Among those who are only partially satisfied with receiving the right amount of information, some feel their company lacks follow-up to information initially provided, presents conflicting information, communicates only when it is about to take away a benefit (such as a raise or 401K matching), portrays an overly optimistic long-term scenario without evidence of action, provides weak and “meaningless” jargon, or only speaks to upper management. Ultimately, Heyman Associates said, the sense of a low level of quality and quantity of the communications is causing employees to mistrust the information.
Among those who say they are not receiving the right amount of information at all, many note their company does not provide any information about its situation, even in the face of layoffs.

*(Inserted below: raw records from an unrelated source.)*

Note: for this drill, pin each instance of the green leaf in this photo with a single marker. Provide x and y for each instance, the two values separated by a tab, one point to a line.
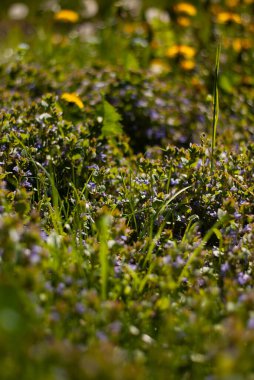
111	121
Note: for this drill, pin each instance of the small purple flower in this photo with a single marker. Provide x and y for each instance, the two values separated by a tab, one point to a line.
242	278
237	215
79	307
225	268
251	323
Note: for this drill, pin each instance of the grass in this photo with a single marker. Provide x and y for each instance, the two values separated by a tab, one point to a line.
215	105
126	224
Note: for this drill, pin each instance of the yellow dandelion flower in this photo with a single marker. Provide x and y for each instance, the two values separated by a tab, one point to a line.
232	3
67	15
72	98
186	8
158	66
226	17
187	64
183	21
239	44
183	50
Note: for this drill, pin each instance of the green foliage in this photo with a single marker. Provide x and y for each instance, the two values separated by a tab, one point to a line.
111	126
126	226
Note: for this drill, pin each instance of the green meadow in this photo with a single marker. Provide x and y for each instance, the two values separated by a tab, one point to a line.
127	190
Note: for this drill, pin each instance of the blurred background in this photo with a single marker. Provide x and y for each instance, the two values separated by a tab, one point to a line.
165	36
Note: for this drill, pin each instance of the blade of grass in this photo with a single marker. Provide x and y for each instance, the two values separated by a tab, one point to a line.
195	253
154	241
215	105
103	225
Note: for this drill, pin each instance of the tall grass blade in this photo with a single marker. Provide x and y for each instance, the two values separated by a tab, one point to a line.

Some of these respondents note that the recession has caused their normally cautious company to be even more so, the research found.

CEOs Stepping Up

When asked who in their company is speaking with them about the current state of affairs, respondents overwhelmingly cited their CEO:

  • 85% said their CEO was speaking with them
  • 43% cited their department head
  • 35% cited their direct manager
  • 30% mentioned the CFO
  • 15% cited a human resources representative
  • 5% said no one communicated with them

Among those who say nobody in the company communicates information, some have found out information about their own company in the newspaper, while others tap the grapevine, which they acknowledge is not always reliable.

CEOs Can Do More

When asked who they would like to see communicating with them more, a slight majority of workers (231 out of 517, or 45%) said “no one,” while 33% pointed to the CEO, 16% referred to the department head, 15% noted the direct boss, 14% said the CFO, and 9% mentioned HR.

Heyman Associates saithat many respondents might have said they do not desire more communications because they already are satisfied with the amount of communication they receive.

Need for In-Person Communication, Social Media

Though many respondents are already receiving a large number of electronic and mass communications within their company, the survey uncovered an important need for more in-person communications, Heyman Associates said.
When asked how they would improve the way they receive information about their company, a majority of professionasl responded that they would like increased, informal, face-to-face communication. Out of 452 responses:

  • 65% want increased informal in-person communication
  • 50% want increased formal in-person meetings
  • 31% want increased formal written materials

Narrative responses show that informal, in-person communication is the most credible – especially for subjective matters – because it demonstrates company commitment to provide the latest information and encourages feedback and questions. For data, such as cash-flow and debt status, however, most respondents said formal, written communication is the most believable.

The responses also indicate a desire for more social media because of its interactive nature. Some respondents suggest that an increased mix of in-person communication and social media will create and repeat frequent and trustworthy messages, while others want the communications to better explain how any given situation affects them personally.